Seneca insanın onurlu bir hayata sıkıntılar karşısında verdiği cevaplarla erişebileceğini savunur. Yoksullukla karşılaşmamış bir insanın ona nasıl tepki vereceğini bilemeyiz, der, ya da rezalete, kötü şöhrete, terk edilmeye ne ölçüde dayanıklısın! “Seni başkalarını teselli ederken dinledim, ama kendi kendini teselli etmiş ve kendine kederlenmeyi yasaklamış olsaydın ancak o zaman dikkatimi çekerdin”

“Aşırılıktan kaçının, takatinizi kesen mutluluktan kaçının; ruh bunlarla pelteleşir ve kendisine insani durumunu hatırlatan bir olay olmadıkça da (ölüm gibi) adeta sonsuz bir sarhoşluk içinde öylece uyuşup kalır. Tanrı soylu ruhları sert biçimde sınıyorsa bunda şaşılacak ne var. Erdemin kanıtı asla kolay olmaz. Tarih bizi kamçılar ve vurarak ezer, dayanalım. Bu vahşet değil mücadeledir. Bu mücadeleyle ne kadar sık karşılaşırsak o kadar cesur oluruz. Ruh kötülüklere göğüs gererek sonunda onlara göğüs germeyi bile küçümser”

Fe-te-ne arapça; saptırmak, ayırmak, denemek, sınamak, aklını başından almak, tutulmak (meftun olmak) gibi anlamlara gelir. Birçok ayette denemek, sınamak, saptırmak anlamında kullanılsa da bir şeyi başka bir şeyden ayrıştırmak anlamını da akılda tutmak gerekir. Nitekim araplar “fetentu’z-zeheb bi’n-nar” derler, altının ortaya çıkması, diğer metal parçalarından arınması ve saf hale gelmesi için "onu ateşte erittim" anlamında yine fe-te-ne fiilini kullanırlar. Denenmek, sınanmak, saptırmak, aynı zamanda da aşık olmak, büyülenmek gibi iki zıt gibi görünen anlamın bir kelimede buluşması sanki Seneca’yı destekler nitelikte, aşk gibi üstün bir duyguya eza, cefa çekmeden ermek ne mümkün diyor.
Halil Cibran ise bunu şu vecizeyle ifade ediyor: “büyük bir acı ya da büyük bir sevinç olmadan içindeki gerçek ortaya çıkmaz. Eğer kendi gerçeğin açığa çıksın istiyorsan, ya güneşin altında çıplak dans etmeli ya da kendi çarmıhını taşımalısın”

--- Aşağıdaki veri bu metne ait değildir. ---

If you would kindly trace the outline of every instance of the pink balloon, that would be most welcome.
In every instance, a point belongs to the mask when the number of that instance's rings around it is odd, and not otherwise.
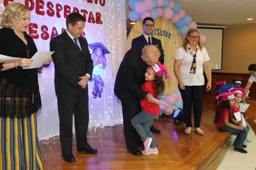
[[[150,13],[148,11],[145,11],[144,13],[140,14],[140,19],[142,20],[146,17],[150,17]]]
[[[182,35],[182,36],[181,37],[182,37],[182,39],[183,40],[185,40],[185,39],[186,38],[186,34]]]
[[[176,99],[172,96],[167,96],[166,98],[165,99],[164,101],[170,105],[172,105],[175,103]]]
[[[170,20],[173,15],[173,11],[169,8],[164,8],[162,17],[166,20]]]
[[[180,17],[179,17],[179,15],[177,14],[174,14],[172,17],[171,19],[171,21],[172,21],[173,23],[177,23],[180,20]]]
[[[178,97],[177,97],[177,100],[181,102],[182,103],[182,104],[183,104],[183,100],[182,100],[182,98],[181,97],[181,95],[180,94],[178,95]]]
[[[140,2],[135,5],[135,12],[137,14],[142,14],[146,11],[146,6],[142,2]]]
[[[174,1],[172,0],[169,0],[169,5],[167,6],[167,7],[172,9],[175,6],[175,3],[174,3]]]
[[[178,98],[178,95],[177,94],[175,93],[175,92],[170,93],[169,94],[168,94],[169,96],[172,96],[173,97],[175,100],[177,99],[177,98]]]
[[[206,37],[204,35],[200,35],[200,40],[201,40],[201,42],[202,44],[204,44],[206,42]]]
[[[155,9],[158,13],[158,17],[162,17],[162,15],[163,15],[163,9],[161,8],[156,8]]]
[[[164,101],[164,100],[160,100],[161,102],[163,102],[164,103],[166,103],[166,102]],[[166,108],[166,106],[164,106],[163,105],[160,105],[160,110],[165,110],[165,109]]]
[[[194,21],[192,21],[187,25],[189,29],[190,28],[196,28],[197,24]]]
[[[161,7],[164,3],[164,0],[157,0],[157,7]]]
[[[146,11],[149,11],[153,9],[154,3],[152,0],[144,0],[143,3],[146,6]]]
[[[185,15],[186,15],[186,12],[183,9],[180,9],[177,14],[179,15],[179,17],[180,19],[183,18]]]
[[[163,113],[164,113],[164,114],[166,115],[171,115],[172,114],[172,112],[173,112],[173,109],[170,108],[166,108],[163,110]]]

Son bölümde ise tanrı insanlara şöyle der: “Sizi kötülüklerden alıkoymadığım için zihinlerinizi her şeye karşı silahlandırdım, cesurca dayanın. Bu özelliğinizle tanrıdan üstün olursunuz, çünkü tanrı kötülüklere katlanmanın ötesindedir siz ise üstünde.  Siz istemedikçe hiçbir şeyin sizi ele geçirmemesine özen gösterdim, çıkış yolu açıktır. Dövüşmek istemiyorsanız kaçıp gidebilirsiniz. Sizin için zorunlu olmasını istediğim olaylar içinde bir tek ölümü kolay kıldım. Ruhunuzu bir bayıra yerleştirdim; aşağıya çekilirken sadece dikkat edin, özgürlüğe giden yolun ne kadar kısa ne kadar kolay olduğunu göreceksiniz. Yaşam soluğu derinlerde gizlenmez, bıçakla oyup çıkarmanıza gerek yok onu, ölüm hemen avucunuza geliverir. Son vuruş için kesin bir yer belirlemedim gövdelerde, nereye isterseniz vurun, yol açıktır. Ölmek dediğimiz olay ruhun bedenden ayrılmasıdır, o kadar kısadır ki hızını hissetmezsin bile, nasıl gelirse gelir ölüm ama hızla gelir. Utançtan yüzünüz kızarmıyor mu? Bu kadar çabuk olan bir olaydan onca zamandır korkuyorsunuz.”